When I think of a wildflower excursion, I think hiking . On this particular day it was via mountain bike. We stopped plenty of times along the single-track trail to ohh and ahh, take pictures and appreciate Mother Nature’s palette.
The abundance of poppies was incredible. Many were at least a foot tall, with some covering entire hillsides.
We also saw Ithuriel’s spear, hairy vetch, false bindweeds and others.
The flowers didn’t stop when we went on the trail paralleling Lake Hennessey. A patch of irises was outstanding. One hill was awash in purple with thick clumps of lupine.
The three of us were at Moore Creek Park in St. Helena for an afternoon of riding. Becky and I had the advantage with e-bikes, while Barb did the old-fashioned thing using only human power.
Fortunately a fellow rider in the parking lot directed us to the trail with flowers. In some ways I wished I had been on two feet instead of two wheels, just to appreciate the scenery a bit more, to linger.
But really, no complaints. The trail was great. Nothing technical—which is very much to my liking. Out of my peripheral vision I could see a bit of a drop off that triggered my fear of heights, but not enough so to have to get off the bike.
We made a loop on this route. Going down I seem to be even slower.
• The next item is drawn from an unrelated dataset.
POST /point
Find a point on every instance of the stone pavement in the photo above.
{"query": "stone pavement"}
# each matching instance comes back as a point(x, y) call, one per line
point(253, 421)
I really don’t like going fast. Some of the hairpin turns necessitated walking the curves, but otherwise it was a fun descent.
Being in this 1,600 acre park defies what one usually thinks of in the Napa Valley. That’s because we weren’t in the valley floor. It was a bit rugged, filled with oak trees and not grape vines. The activity was athleticism, not drinking wine.
I didn’t know the color green has so many shades. It was spectacular looking out on this mid-April afternoon to see all the trees and hills looking do vibrant and healthy after all the winter rains.
While people warned us of poison oak, you can’t always avoid it. I was the only one to leave with an itchy souvenir.
In all we rode about 16 miles; starting with the Valentine Vista Trail and ending with what was mostly a fire road around part of Lake Hennessey. The first trail is part of the much larger Bay Area Ridge Trail.